Open source libraries and APIs to build custom preprocessing pipelines for labeling, training, or production machine learning pipelines.
https://www.unstructured.io/
Apache License 2.0
8.65k stars 704 forks source link

bug/IndexError on OCR for certain pdf pages after page split #2255

Open cw5d opened 9 months ago

cw5d commented 9 months ago

Describe the bug A strange one.

IndexError: list index out of range when OCR'ing a portion of a pdf doc, but depending on the split size, it doesn't always happen. My guess is that the first page matters.

Relevant stack trace:

.venv/lib/python3.11/site-packages/unstructured/partition/ocr.py:171: 
_ _ _ _ _ _ _ _ _ _ _ _ _ _ _ _ _ _ _ _ _ _ _ _ _ _ _ _ _ _ _ _ _ _ _ _ _ _ _ _ 

filename = '/var/folders/5w/hcnw_g8d3cn9j_373dxm6jrm0000gn/T/tmpglza5pmp', out_layout = <unstructured_inference.inference.layout.DocumentLayout object at 0x16fddcdd0>, is_image = False
infer_table_structure = True, ocr_languages = 'eng', ocr_mode = 'entire_page', pdf_image_dpi = 200

    def process_file_with_ocr(
        filename: str,
        out_layout: "DocumentLayout",
        is_image: bool = False,
        infer_table_structure: bool = False,
        ocr_languages: str = "eng",
        ocr_mode: str = OCRMode.FULL_PAGE.value,
        pdf_image_dpi: int = 200,
    ) -> "DocumentLayout":
        """
        Process OCR data from a given file and supplement the output DocumentLayout
        from unsturcutured-inference with ocr.

        Parameters:
        - filename (str): The path to the input file, which can be an image or a PDF.

        - out_layout (DocumentLayout): The output layout from unstructured-inference.

        - is_image (bool, optional): Indicates if the input data is an image (True) or not (False).
            Defaults to False.

        - infer_table_structure (bool, optional):  If true, extract the table content.

        - ocr_languages (str, optional): The languages for OCR processing.

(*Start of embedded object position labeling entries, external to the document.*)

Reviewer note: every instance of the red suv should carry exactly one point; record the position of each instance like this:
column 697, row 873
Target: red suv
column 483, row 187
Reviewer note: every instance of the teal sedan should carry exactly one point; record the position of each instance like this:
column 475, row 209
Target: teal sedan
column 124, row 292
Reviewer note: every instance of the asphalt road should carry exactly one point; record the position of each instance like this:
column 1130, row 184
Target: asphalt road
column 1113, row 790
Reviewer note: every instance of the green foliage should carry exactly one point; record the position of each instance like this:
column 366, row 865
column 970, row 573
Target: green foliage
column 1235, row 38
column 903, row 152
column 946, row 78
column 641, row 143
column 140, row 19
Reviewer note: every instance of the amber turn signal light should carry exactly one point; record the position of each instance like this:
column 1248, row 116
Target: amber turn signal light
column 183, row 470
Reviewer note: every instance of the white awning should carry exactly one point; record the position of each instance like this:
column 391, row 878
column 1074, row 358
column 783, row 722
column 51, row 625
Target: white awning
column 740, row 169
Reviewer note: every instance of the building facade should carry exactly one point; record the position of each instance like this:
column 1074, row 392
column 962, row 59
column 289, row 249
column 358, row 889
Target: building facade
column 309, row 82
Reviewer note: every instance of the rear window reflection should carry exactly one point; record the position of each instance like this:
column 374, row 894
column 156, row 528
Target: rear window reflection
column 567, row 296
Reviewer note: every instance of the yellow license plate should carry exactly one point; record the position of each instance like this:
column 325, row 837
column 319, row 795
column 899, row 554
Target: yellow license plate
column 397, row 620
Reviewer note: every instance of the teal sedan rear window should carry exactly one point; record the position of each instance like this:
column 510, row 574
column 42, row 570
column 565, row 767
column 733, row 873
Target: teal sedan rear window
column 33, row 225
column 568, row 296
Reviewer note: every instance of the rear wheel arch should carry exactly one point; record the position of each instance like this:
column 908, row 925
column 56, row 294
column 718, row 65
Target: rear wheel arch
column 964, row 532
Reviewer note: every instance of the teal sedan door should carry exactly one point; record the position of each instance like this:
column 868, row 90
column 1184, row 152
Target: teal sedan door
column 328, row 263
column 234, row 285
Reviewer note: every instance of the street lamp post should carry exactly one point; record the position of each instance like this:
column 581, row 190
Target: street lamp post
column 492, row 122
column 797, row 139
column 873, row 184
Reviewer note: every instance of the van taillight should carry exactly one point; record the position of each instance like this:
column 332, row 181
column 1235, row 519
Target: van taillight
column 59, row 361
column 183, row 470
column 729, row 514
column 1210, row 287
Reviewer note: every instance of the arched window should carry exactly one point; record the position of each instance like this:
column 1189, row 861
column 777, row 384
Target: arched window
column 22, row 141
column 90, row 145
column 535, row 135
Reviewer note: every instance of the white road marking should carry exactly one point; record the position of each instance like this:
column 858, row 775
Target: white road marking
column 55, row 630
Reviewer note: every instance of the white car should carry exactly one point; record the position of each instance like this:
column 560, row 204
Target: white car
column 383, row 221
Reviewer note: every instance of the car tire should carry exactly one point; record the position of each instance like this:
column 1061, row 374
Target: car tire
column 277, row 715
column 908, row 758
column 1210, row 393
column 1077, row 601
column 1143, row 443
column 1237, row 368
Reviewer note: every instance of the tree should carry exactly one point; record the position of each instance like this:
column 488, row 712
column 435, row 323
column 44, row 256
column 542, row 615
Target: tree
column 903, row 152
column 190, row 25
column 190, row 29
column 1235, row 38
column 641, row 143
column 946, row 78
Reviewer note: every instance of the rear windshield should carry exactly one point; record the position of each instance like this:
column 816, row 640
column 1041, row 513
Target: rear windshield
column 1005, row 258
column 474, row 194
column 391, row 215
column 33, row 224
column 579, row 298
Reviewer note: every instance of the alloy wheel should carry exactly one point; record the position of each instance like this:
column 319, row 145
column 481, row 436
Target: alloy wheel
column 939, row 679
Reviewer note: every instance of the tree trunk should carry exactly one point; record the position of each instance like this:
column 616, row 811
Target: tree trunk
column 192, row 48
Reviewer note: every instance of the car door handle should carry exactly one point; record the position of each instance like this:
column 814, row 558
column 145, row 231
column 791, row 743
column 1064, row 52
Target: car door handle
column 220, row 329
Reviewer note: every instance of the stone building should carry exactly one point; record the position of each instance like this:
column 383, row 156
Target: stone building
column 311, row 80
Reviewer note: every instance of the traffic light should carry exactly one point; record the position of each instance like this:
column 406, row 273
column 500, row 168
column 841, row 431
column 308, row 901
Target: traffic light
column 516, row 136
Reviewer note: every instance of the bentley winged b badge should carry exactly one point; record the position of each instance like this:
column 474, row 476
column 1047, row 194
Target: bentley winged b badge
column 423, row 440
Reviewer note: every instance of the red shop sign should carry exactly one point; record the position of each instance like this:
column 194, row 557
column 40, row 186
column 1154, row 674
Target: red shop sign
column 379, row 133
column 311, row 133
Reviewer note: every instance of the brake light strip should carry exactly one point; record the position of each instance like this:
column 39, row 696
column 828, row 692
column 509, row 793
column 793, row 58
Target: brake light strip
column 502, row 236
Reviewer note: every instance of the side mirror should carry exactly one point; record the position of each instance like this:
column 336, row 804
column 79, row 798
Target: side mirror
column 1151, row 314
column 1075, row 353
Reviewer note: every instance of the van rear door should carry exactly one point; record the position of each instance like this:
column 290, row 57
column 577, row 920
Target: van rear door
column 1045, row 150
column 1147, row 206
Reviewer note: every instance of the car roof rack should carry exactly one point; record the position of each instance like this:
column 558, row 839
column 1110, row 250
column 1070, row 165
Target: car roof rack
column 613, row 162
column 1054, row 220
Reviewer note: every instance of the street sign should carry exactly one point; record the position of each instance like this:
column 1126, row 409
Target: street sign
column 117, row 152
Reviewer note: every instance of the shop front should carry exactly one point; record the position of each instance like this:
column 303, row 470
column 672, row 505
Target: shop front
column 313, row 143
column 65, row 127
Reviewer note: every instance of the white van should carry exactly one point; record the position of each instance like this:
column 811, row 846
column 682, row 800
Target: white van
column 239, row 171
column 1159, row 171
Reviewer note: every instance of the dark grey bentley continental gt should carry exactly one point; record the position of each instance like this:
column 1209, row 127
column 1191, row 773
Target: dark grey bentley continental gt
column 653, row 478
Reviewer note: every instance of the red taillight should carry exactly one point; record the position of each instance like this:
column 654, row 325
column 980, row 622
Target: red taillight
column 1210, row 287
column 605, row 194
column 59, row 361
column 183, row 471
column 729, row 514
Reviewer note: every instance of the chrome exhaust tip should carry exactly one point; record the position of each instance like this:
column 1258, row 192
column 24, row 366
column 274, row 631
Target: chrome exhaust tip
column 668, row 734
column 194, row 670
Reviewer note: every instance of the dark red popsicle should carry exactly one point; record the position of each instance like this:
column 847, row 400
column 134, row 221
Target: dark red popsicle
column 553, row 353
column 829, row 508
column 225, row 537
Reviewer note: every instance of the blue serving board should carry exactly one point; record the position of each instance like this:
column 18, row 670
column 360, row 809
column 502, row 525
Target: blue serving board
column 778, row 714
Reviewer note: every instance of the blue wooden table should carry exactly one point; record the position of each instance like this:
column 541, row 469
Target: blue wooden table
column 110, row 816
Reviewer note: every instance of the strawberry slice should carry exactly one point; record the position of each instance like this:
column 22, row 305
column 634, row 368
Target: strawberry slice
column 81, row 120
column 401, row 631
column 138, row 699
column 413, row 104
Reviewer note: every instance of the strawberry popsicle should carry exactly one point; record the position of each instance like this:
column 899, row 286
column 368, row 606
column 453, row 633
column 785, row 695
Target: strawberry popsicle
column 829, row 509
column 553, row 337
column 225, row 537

Defaults to "eng" (English).

        - ocr_mode (str, optional): The OCR processing mode, e.g., "entire_page" or "individual_blocks".
            Defaults to "entire_page". If choose "entire_page" OCR, OCR processes the entire image
            page and will be merged with the output layout. If choose "individual_blocks" OCR,
            OCR is performed on individual elements by cropping the image.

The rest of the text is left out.